UK tabloids like the Murdoch-owned Sun that compared immigrants to ‘cockroaches’ recall the dark days of the Nazi media attacking those they sought to eliminate, according to the UN’s human rights chief.
“The Nazi media described people their masters wanted to eliminate as rats and cockroaches,” the UN high commissioner for human rights, Zeid Ra’ad Al Hussein said.
He singled out an article by former game show contestant turned-commentator Katie Hopkins, published by the Sun newspaper last Thursday, in which she wrote: “Make no mistake, these migrants are like cockroaches. They might look a bit ‘Bob Geldof’s Ethiopia circa 1984’, but they are built to survive a nuclear bomb. They are survivors.”
The comment piece was published just hours before a boat containing hundreds of displaced people capsized in the Mediterranean, killing 800.
“This type of language is clearly inflammatory and unacceptable, especially in a national newspaper.
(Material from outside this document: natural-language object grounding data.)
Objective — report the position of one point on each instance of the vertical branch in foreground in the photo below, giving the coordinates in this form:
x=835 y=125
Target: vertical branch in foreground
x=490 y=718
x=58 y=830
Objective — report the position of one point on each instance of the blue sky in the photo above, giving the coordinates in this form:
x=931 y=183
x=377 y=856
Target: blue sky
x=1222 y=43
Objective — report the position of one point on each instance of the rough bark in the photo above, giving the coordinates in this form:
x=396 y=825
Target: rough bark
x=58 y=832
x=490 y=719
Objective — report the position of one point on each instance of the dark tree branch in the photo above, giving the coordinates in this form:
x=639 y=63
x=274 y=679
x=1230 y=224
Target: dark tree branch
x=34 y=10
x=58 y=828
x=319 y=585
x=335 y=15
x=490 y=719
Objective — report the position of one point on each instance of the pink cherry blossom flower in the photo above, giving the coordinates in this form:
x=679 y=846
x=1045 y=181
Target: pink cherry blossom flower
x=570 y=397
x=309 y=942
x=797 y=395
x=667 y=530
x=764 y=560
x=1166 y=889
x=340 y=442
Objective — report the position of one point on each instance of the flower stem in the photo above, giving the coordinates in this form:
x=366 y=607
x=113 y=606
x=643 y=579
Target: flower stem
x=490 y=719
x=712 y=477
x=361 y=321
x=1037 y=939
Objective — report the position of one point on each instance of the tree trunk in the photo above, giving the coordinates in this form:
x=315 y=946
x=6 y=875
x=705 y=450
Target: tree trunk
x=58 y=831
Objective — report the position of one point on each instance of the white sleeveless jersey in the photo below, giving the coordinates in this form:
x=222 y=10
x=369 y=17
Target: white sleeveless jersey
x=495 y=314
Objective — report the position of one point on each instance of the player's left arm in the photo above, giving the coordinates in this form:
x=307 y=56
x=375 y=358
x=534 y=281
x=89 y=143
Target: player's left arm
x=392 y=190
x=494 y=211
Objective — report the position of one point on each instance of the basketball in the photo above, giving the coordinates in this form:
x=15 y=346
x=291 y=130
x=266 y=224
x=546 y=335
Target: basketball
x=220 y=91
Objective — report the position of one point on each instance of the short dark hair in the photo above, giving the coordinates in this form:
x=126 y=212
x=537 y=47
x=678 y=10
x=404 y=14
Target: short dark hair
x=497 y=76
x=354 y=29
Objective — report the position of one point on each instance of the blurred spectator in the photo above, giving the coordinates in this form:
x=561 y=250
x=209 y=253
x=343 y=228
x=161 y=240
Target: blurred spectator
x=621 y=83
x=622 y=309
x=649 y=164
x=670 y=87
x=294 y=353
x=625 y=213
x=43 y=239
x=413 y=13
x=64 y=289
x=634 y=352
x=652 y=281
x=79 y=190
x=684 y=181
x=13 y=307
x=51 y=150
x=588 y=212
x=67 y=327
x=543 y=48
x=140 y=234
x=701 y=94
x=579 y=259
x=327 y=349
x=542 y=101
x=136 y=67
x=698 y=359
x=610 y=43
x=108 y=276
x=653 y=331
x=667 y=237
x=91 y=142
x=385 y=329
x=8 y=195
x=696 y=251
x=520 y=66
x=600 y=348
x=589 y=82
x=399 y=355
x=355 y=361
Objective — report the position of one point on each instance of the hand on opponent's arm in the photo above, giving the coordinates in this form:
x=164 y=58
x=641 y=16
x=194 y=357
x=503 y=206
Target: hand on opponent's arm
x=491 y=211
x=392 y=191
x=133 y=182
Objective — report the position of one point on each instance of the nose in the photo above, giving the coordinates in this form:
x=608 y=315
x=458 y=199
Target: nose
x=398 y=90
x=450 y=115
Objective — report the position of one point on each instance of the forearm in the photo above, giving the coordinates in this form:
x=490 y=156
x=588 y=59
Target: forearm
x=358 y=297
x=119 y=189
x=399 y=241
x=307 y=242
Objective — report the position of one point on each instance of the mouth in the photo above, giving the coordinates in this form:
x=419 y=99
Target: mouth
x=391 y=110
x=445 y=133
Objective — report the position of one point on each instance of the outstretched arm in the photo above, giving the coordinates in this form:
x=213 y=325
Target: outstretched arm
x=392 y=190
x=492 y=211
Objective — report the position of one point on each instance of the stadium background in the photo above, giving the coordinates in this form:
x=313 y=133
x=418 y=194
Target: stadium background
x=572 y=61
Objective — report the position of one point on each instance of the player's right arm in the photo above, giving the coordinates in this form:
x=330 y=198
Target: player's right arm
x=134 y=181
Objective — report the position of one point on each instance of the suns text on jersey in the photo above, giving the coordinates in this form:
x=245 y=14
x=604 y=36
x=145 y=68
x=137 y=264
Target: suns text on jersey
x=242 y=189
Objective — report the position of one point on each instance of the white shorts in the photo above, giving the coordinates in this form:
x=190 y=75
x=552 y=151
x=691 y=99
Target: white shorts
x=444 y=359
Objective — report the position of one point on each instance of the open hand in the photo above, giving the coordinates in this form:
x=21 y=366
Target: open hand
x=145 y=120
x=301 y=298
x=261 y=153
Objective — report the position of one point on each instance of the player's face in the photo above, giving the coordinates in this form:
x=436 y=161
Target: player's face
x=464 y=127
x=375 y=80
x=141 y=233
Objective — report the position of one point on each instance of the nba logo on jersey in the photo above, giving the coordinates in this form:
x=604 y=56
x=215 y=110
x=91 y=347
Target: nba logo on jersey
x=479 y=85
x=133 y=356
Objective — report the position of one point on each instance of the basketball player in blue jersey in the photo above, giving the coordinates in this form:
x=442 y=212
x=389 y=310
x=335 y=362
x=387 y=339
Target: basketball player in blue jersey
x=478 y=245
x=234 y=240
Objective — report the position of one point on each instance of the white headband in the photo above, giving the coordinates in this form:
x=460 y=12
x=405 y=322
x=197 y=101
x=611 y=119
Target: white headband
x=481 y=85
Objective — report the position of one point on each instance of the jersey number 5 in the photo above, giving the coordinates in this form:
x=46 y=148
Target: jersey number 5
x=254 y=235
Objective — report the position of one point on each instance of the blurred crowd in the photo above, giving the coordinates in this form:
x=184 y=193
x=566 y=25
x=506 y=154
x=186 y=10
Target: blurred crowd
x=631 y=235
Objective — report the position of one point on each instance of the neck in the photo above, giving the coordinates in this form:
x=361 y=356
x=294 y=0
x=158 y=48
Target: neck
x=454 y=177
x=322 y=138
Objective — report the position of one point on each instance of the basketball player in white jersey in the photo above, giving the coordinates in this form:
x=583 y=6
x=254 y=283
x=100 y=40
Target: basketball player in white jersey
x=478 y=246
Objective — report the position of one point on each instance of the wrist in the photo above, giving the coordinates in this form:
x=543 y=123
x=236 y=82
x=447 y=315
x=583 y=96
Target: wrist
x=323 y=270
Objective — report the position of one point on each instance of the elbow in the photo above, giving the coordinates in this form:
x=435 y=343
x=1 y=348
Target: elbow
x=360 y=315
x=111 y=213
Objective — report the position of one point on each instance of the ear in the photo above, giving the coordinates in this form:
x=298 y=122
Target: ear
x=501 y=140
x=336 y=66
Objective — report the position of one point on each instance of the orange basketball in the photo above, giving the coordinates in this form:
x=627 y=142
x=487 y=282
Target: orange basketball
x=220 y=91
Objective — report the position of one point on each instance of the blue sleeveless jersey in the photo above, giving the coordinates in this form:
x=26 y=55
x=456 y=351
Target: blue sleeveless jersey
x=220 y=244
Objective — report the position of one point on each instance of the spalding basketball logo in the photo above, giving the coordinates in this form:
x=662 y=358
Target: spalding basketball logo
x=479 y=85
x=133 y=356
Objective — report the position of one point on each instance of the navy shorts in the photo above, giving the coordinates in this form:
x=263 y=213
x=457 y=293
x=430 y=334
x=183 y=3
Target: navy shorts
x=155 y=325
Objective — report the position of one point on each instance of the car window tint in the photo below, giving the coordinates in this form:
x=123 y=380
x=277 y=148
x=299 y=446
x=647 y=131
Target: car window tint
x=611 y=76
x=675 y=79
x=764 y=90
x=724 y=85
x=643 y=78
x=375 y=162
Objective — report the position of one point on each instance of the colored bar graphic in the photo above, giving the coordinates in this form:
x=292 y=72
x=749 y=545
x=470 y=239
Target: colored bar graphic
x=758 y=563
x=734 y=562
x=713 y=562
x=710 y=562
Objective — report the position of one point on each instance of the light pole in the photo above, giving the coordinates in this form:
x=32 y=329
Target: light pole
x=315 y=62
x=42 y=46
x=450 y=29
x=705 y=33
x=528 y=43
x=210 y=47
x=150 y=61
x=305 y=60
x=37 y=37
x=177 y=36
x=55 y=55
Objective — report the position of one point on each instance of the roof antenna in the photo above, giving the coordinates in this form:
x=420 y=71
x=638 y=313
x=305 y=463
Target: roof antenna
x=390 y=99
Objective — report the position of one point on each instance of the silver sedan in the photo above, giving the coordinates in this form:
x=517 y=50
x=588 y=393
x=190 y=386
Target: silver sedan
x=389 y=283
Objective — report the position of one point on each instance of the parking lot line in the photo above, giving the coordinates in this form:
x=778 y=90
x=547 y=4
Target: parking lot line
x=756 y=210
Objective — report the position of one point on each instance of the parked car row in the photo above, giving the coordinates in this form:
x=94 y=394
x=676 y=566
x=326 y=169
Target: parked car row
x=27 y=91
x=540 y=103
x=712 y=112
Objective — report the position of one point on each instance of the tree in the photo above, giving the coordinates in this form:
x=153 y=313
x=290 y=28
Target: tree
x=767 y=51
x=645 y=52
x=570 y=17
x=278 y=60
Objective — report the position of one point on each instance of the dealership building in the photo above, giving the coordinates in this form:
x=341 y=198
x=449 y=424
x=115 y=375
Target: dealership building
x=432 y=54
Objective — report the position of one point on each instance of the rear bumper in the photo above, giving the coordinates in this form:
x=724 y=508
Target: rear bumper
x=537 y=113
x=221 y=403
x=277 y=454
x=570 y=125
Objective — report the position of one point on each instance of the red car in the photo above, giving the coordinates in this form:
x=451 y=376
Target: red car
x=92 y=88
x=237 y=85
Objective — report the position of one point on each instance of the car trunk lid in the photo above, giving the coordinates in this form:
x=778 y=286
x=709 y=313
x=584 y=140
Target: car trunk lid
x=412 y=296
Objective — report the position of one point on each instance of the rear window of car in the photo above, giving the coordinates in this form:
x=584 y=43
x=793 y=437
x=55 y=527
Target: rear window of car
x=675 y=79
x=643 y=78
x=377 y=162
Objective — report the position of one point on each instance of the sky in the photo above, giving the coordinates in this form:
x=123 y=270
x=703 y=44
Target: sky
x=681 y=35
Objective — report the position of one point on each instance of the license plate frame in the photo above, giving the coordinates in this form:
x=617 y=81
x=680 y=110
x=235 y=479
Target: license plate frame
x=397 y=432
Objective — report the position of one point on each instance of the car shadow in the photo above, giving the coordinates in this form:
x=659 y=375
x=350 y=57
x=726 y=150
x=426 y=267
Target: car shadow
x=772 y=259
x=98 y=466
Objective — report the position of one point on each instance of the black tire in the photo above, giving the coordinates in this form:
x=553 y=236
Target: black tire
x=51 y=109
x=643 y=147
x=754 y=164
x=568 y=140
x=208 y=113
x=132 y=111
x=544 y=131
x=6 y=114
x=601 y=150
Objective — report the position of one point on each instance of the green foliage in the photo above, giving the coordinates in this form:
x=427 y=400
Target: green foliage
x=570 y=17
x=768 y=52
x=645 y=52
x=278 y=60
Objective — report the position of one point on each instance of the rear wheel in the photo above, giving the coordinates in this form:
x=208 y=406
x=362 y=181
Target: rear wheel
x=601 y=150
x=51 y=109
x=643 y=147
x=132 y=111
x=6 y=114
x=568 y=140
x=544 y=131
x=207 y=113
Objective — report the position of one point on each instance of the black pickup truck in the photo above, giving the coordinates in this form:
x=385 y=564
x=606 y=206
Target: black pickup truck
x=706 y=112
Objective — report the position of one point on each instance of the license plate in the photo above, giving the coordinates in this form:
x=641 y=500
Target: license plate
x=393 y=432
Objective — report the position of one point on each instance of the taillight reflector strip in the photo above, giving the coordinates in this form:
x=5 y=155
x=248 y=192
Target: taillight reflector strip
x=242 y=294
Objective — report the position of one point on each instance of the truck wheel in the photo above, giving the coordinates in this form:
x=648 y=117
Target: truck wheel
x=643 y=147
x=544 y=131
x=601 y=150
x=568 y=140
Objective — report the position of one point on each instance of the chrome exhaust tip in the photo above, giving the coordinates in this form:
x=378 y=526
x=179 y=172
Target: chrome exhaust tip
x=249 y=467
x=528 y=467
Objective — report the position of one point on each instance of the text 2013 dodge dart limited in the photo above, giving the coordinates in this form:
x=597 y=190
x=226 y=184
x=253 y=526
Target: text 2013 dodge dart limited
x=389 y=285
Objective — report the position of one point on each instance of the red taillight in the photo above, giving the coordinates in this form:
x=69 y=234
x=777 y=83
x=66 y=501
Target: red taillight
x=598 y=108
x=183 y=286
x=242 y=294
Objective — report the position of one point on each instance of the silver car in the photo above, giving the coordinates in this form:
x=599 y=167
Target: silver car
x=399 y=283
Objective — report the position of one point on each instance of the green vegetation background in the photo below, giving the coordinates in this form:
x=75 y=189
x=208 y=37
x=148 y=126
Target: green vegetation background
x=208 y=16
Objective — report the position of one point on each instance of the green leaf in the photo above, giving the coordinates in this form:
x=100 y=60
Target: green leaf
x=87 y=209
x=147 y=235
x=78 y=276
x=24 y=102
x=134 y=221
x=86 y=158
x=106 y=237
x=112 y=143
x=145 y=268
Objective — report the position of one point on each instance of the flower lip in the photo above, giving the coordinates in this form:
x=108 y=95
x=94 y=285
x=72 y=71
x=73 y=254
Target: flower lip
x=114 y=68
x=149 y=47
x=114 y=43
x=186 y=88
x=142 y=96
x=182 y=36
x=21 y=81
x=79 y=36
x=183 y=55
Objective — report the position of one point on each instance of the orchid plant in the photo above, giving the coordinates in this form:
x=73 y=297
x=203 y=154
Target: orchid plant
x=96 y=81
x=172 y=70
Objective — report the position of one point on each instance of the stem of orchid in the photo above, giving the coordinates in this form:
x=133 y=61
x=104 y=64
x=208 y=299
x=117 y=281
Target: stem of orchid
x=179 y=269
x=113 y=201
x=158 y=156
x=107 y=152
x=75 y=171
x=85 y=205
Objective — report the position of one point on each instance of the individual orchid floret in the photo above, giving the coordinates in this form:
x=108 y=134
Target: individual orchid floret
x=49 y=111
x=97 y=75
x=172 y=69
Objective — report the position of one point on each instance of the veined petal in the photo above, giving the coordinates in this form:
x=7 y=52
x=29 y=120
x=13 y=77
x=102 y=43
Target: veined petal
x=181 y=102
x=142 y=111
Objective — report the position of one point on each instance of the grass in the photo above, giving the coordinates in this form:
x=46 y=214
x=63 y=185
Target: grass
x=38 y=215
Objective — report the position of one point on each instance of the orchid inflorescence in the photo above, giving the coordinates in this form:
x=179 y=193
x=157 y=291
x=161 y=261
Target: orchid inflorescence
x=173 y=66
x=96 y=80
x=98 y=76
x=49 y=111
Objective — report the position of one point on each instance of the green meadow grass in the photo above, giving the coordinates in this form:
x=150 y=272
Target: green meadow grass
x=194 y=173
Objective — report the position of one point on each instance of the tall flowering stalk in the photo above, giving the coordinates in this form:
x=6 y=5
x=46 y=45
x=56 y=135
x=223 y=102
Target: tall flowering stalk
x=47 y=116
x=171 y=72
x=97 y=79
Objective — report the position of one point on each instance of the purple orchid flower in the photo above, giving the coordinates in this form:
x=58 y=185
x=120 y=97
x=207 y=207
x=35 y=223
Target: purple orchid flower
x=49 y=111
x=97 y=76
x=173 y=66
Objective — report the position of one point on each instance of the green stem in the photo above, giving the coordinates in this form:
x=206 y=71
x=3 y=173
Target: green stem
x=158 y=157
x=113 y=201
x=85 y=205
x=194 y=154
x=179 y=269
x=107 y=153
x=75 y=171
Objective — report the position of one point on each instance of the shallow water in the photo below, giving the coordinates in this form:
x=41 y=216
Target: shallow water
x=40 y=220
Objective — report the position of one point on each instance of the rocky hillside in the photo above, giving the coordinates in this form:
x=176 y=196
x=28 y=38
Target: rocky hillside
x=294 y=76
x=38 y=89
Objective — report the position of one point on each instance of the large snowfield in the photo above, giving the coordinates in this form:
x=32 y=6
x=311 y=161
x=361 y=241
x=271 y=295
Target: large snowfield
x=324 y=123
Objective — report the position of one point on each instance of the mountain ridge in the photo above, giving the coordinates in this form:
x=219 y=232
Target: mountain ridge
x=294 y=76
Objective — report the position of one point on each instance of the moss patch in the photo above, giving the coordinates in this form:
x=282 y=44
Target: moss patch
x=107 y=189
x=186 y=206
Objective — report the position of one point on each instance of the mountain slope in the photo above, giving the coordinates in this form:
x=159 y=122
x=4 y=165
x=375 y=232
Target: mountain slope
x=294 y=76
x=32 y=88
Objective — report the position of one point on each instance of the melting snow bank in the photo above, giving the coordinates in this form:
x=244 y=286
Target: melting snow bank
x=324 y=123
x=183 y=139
The Sun’s editors took an editorial decision to publish this article, and – if it is found in breach of the law – should be held responsible along with the author,” Zeid said.
Zeid said the Hopkins piece was by no means a one off, but rather the result of “decades of sustained and unrestrained anti-foreigner abuse, misinformation and distortion.”
“This vicious verbal assault on migrants and asylum seekers in the UK tabloid press has continued unchallenged under the law for far too long,” he said.
Like the Sun, Britain’s Daily Express was also a prime culprit, he said.
“Asylum seekers and migrants have, day after day, for years on end, been linked to rape, murder, diseases such as HIV and TB, theft, and almost every conceivable crime and misdemeanor imaginable in front-page articles and two-page spreads, in cartoons, editorials, even on the sports pages of almost all the UK’s national tabloid newspapers.”
Zeid said from a legal perspective free speech and hate speech were clearly delineated.
“I am an unswerving advocate of freedom of expression, which is guaranteed under Article 19 of the International Covenant on Civil and Political Rights (ICCPR), but it is not absolute.
“Article 20 of the same covenant says: ‘Any advocacy of national, racial or religious hatred that constitutes incitement to discrimination, hostility or violence shall be prohibited by law.”